The family, father, mother and their three year old daughter left Bihac (BIH) together with another family from, father and two children. They crossed the Croatian border and walked for around 5 km through Croatia before they were picked up by a car organized from a smuggler. They had paid €1000 each to be transported from Croatia to Slovenia, where they wanted to apply for asylum. Already previously they had been violently pushed back from Croatia several times. The respondent wanted to initially apply for asylum with his family and for this reason he wanted to go to Slovenia. He believed that doing the trip by foot with his small daughter and wife without the help from a smuggler, would be impossible for their family.
After around 10 km of driving, the car was detected by the authorities. Some officers with five police cars started to chase them and simultaneously fired guns to make the driver stop. When the smuggler stopped, around seven male officers told the families and the driver to get off the car. The driver got arrested for the illegal transport of undocumented persons.

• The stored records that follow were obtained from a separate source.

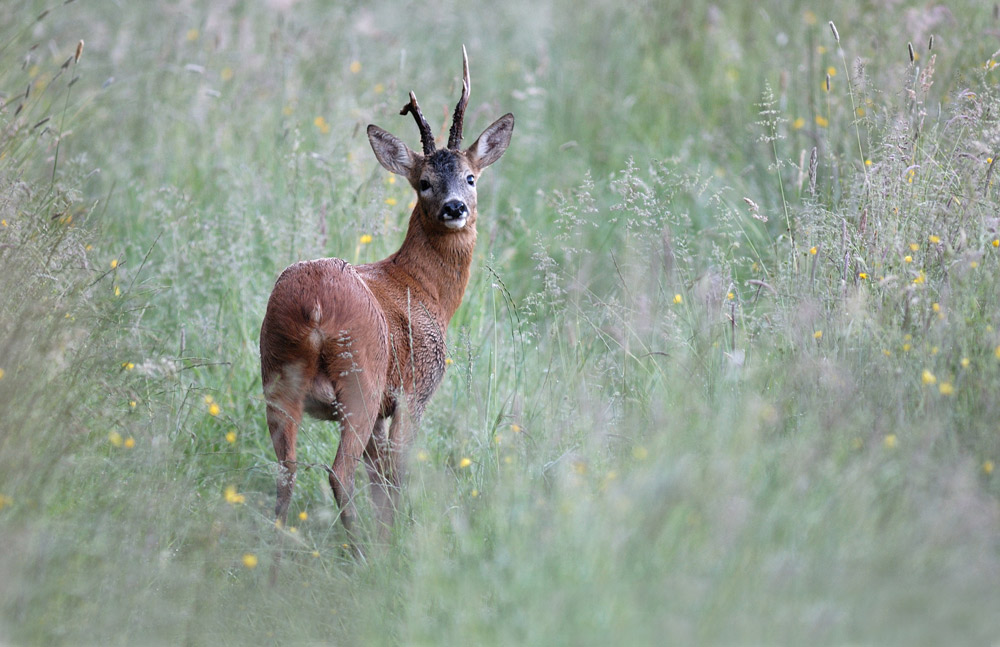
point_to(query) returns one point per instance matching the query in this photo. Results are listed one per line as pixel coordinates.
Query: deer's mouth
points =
(455, 222)
(454, 214)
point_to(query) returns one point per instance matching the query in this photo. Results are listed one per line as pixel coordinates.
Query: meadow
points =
(726, 372)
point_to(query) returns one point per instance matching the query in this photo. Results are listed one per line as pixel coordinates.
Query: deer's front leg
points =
(357, 416)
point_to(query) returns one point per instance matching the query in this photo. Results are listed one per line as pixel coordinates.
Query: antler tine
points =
(455, 136)
(426, 136)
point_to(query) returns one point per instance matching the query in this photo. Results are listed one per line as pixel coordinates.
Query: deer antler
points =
(455, 137)
(426, 136)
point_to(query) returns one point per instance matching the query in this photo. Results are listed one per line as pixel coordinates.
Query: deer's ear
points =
(492, 143)
(391, 152)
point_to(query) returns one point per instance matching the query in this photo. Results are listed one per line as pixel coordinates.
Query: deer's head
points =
(444, 179)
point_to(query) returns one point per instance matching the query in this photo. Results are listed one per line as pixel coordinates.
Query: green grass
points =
(684, 423)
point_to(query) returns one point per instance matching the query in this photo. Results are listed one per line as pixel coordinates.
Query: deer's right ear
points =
(391, 152)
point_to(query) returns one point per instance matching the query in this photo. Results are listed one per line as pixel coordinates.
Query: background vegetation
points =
(726, 372)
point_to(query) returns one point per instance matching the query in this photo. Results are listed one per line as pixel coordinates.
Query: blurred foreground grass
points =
(726, 370)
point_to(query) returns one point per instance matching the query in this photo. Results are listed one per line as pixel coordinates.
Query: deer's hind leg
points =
(283, 419)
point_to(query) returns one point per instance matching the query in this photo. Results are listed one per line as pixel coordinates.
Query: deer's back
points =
(323, 326)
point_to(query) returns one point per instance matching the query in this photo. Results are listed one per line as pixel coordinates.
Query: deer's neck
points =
(439, 263)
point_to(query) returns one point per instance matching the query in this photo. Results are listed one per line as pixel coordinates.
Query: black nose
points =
(453, 210)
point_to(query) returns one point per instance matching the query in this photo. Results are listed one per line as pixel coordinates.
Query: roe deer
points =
(361, 344)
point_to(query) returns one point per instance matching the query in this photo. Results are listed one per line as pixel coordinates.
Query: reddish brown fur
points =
(364, 344)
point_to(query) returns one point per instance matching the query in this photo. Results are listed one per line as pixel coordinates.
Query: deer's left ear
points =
(492, 143)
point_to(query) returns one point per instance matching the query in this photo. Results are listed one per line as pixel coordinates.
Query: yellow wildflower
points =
(232, 496)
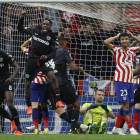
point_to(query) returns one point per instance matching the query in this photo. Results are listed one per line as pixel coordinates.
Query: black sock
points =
(28, 102)
(69, 111)
(5, 114)
(57, 94)
(66, 117)
(74, 117)
(39, 114)
(122, 124)
(16, 118)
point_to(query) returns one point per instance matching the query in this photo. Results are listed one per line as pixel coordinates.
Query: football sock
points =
(120, 118)
(122, 124)
(74, 117)
(57, 94)
(5, 114)
(39, 114)
(69, 111)
(35, 117)
(128, 118)
(136, 118)
(88, 119)
(66, 117)
(104, 120)
(28, 102)
(16, 118)
(45, 116)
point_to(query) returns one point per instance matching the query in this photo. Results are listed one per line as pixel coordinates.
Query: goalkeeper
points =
(96, 115)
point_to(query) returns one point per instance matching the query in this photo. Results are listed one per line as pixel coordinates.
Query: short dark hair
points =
(123, 34)
(48, 20)
(61, 40)
(101, 90)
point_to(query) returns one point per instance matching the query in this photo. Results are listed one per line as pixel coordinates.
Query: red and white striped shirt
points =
(40, 79)
(124, 63)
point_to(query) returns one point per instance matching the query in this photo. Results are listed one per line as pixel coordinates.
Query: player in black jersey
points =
(67, 92)
(6, 85)
(42, 49)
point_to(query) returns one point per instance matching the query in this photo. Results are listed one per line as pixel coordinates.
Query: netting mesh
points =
(85, 26)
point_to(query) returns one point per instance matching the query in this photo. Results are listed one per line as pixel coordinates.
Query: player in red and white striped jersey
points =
(38, 95)
(123, 77)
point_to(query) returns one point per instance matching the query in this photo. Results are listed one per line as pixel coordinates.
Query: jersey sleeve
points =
(138, 60)
(23, 29)
(134, 49)
(67, 56)
(10, 59)
(109, 108)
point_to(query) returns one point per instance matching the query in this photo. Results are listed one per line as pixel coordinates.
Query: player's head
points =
(124, 39)
(61, 42)
(99, 95)
(46, 25)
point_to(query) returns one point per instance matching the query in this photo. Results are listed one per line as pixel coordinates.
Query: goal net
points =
(85, 26)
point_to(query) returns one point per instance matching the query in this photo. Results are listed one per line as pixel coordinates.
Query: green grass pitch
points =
(69, 137)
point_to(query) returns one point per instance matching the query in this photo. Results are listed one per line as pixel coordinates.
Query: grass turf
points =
(69, 137)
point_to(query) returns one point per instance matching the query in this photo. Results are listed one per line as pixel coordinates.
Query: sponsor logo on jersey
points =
(1, 65)
(40, 40)
(48, 37)
(1, 59)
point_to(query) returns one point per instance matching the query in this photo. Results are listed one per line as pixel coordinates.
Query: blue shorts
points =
(38, 93)
(124, 92)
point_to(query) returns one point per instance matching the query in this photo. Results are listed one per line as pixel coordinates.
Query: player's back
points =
(5, 60)
(62, 57)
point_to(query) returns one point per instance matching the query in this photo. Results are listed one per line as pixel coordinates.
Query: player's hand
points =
(118, 35)
(81, 70)
(43, 57)
(9, 80)
(23, 14)
(131, 35)
(92, 106)
(104, 107)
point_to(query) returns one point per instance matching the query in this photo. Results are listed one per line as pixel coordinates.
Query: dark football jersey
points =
(42, 44)
(138, 60)
(62, 58)
(5, 60)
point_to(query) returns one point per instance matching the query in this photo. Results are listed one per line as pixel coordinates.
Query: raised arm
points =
(21, 28)
(73, 67)
(108, 41)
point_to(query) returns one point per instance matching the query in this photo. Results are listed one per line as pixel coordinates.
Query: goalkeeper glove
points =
(92, 106)
(104, 107)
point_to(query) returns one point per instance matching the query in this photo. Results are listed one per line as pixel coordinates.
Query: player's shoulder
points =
(86, 105)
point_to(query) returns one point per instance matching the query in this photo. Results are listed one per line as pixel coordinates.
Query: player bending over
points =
(96, 115)
(124, 76)
(43, 48)
(6, 87)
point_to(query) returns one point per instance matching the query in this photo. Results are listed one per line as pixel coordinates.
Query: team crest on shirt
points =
(48, 37)
(124, 98)
(1, 59)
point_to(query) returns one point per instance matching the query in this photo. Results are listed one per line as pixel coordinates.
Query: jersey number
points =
(10, 87)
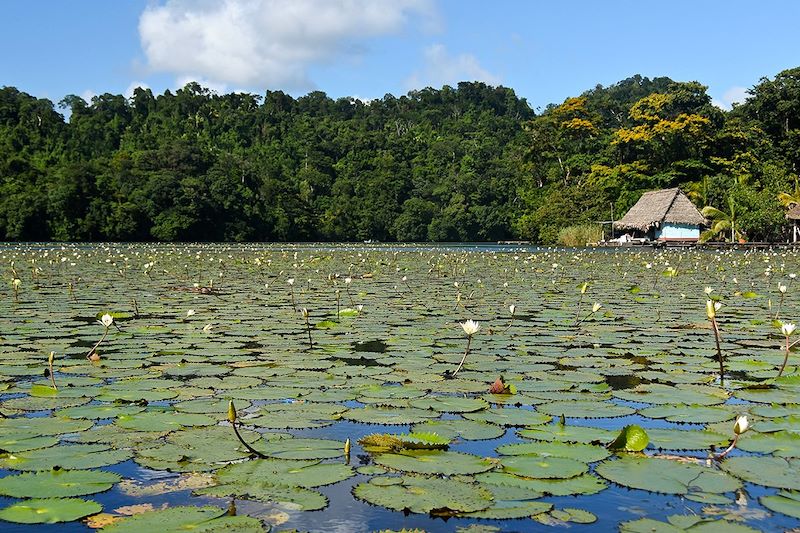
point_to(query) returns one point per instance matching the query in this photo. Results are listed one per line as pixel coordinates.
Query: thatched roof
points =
(656, 207)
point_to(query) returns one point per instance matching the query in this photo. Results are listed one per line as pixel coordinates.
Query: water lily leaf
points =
(162, 420)
(784, 502)
(390, 415)
(299, 448)
(586, 453)
(459, 428)
(583, 484)
(678, 439)
(673, 477)
(425, 495)
(768, 471)
(74, 456)
(49, 510)
(434, 462)
(57, 483)
(450, 404)
(541, 467)
(170, 519)
(298, 497)
(509, 416)
(569, 433)
(585, 409)
(292, 473)
(632, 438)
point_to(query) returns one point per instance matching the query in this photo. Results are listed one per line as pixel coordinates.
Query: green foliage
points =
(470, 163)
(580, 235)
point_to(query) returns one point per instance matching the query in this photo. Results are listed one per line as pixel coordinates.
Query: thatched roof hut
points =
(659, 210)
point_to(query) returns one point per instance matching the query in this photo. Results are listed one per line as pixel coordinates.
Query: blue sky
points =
(545, 50)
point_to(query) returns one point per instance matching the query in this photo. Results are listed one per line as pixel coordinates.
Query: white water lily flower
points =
(741, 425)
(470, 327)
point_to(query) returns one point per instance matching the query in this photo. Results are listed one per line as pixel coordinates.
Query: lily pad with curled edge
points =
(162, 420)
(99, 411)
(666, 476)
(695, 414)
(509, 416)
(658, 394)
(785, 502)
(699, 525)
(631, 438)
(75, 456)
(569, 433)
(768, 471)
(296, 415)
(14, 445)
(418, 494)
(390, 415)
(434, 462)
(459, 428)
(511, 502)
(262, 490)
(767, 395)
(679, 439)
(41, 426)
(779, 443)
(583, 484)
(289, 473)
(57, 483)
(49, 510)
(585, 409)
(541, 467)
(301, 448)
(170, 519)
(450, 404)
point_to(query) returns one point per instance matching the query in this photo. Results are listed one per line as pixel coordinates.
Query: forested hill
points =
(472, 163)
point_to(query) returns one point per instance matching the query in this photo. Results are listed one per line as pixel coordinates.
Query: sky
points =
(545, 50)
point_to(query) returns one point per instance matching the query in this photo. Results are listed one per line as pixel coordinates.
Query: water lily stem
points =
(715, 327)
(727, 451)
(94, 348)
(249, 448)
(466, 352)
(785, 357)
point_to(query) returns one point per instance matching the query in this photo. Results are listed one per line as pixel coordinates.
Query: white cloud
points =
(133, 86)
(265, 43)
(734, 95)
(441, 68)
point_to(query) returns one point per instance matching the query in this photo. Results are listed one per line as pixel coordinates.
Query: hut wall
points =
(671, 231)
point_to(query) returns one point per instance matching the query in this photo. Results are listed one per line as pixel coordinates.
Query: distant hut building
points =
(665, 215)
(794, 215)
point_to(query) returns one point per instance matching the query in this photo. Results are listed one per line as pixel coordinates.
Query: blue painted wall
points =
(677, 231)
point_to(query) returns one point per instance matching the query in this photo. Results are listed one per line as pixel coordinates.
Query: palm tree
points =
(721, 221)
(789, 200)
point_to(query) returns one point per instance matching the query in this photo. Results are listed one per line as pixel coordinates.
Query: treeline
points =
(472, 163)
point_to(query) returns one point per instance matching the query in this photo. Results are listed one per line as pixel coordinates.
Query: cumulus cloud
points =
(734, 95)
(265, 43)
(442, 68)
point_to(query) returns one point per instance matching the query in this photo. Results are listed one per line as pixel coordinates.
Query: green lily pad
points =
(57, 483)
(49, 510)
(434, 462)
(418, 494)
(672, 477)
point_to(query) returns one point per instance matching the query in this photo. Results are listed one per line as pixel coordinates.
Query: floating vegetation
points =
(254, 383)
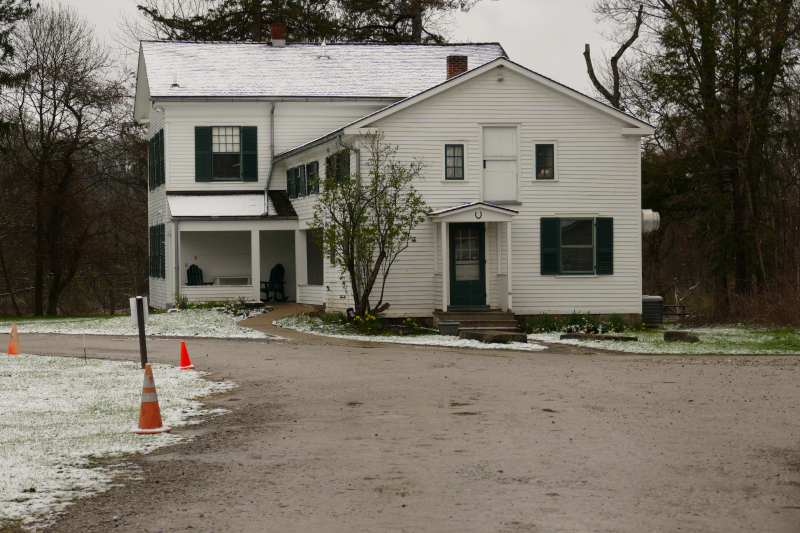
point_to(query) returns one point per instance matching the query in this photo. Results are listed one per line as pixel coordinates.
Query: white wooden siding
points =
(160, 293)
(295, 123)
(598, 176)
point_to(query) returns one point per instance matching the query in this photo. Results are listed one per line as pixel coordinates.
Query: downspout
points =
(176, 238)
(271, 155)
(357, 151)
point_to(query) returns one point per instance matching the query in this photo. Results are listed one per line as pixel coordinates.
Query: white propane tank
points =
(651, 220)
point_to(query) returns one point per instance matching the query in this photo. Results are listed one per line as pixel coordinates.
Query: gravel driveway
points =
(339, 438)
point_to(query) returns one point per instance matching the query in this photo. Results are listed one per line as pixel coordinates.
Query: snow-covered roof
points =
(471, 205)
(219, 205)
(216, 69)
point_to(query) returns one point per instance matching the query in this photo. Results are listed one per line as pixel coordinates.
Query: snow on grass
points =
(307, 324)
(185, 323)
(59, 413)
(729, 340)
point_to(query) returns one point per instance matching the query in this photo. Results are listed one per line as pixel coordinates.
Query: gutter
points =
(271, 155)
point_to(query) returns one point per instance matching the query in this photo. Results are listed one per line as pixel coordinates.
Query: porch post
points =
(300, 260)
(445, 267)
(508, 265)
(255, 263)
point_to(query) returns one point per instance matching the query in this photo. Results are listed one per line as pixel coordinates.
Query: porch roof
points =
(247, 205)
(473, 212)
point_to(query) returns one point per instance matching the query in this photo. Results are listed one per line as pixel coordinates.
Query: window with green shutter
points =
(454, 161)
(312, 177)
(158, 256)
(545, 162)
(226, 153)
(575, 246)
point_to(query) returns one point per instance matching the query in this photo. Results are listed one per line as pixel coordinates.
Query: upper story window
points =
(156, 168)
(337, 166)
(454, 161)
(545, 162)
(226, 153)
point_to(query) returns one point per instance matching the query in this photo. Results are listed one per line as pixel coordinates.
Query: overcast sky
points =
(546, 36)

Then, the officers told the families to lay on the ground and frisked their bodies, including women and children:
“They told us to lay in the ground, all of us, also my baby. They did not speak nicely to my baby. My friend, a man from Iraq, was telling the police: ‘I am a Muslim, please help me.’ And the police said ‘The Muslims killed my father during the war, I don’t want to help you.’ I told that the man who killed his father was not my friend and asked why they didn’t speak good to me. He [one officer] said to me ‘Shut up’ and kept speaking to me very badly, called me ‘picko matre’ [mother fucker]. They [the policemen] searched our bodies, also of my wife and my daughter. They [the officers] were touching them and then kept doing it. You know, they were touching my wife everywhere. I said them: ‘Please brother, don’t touch my wife and daughter, please, don’t touch them.’ I kept asking them ‘Please, don’t touch them.’ But they told me ‘Shut up’ and kicked into my legs [covering his eyes with his hands]. I asked them why that happened, because I am not a terrorist, I am a refugee. This is not good behavior to us.”
He then asked the officer whether him and his family could apply for asylum in Croatia and access the formal accommodation asylum center there. The officers answered:
“Okay, we’ll take you to the camp.”
But instead of taking them there, the two families were transported directly to the Bosnian border. They were driven there by a big van very fast, so that they were falling from one side to another. The car finally stopped at the Bosnian border in an abandoned forest around 20 km away from Velika Kladusa (BIH).
There, the 20 border officers in blue uniforms told them to hand out all their belongings, such as cigarettes, money, phones. They stole €200 from the respondent and around €100 from each. Then, the officers told the families to go back to Bosnia, and started pushing them, attacking them with batons:
“By the border, after they robbed us, they [the policemen] pushed to my wife and shouted at her to go back to Bosnia. They kept telling my wife bad things. They also pushed my friend, who is fifty years old, and now he has a problem with his knee. My friend told me. ‘Don’t worry, come and we will come to Croatia later’. One of the officers could hear it and said: ‘After you’ll go to Croatia?’ and took a baton and hit this man into his leg. They were acting to us like we’d be terrorists. There was another Pakistani man who was being deported with us and I could see how the officer was hitting him with a baton too.”
After the attack, the families walked back to Velika Kladusa (BIH). The respondent was very frustrated by the asylum and border system in Europe, that gives him no options to find a peaceful life for him and his family:
“I just want to find a safe place, not too much money or big house. I just want a peaceful life. Look [showing me the photo of his destroyed car after an explosion by the Iranian government], I had problems with the government in Iran. I just want a safe place in Europe and peace.”
Because of the strike with a baton, the respondent’s friend had pain in his knee. His wife was traumatized by the sexual harassment and has since felt concerned to move around the camp unaccompanied.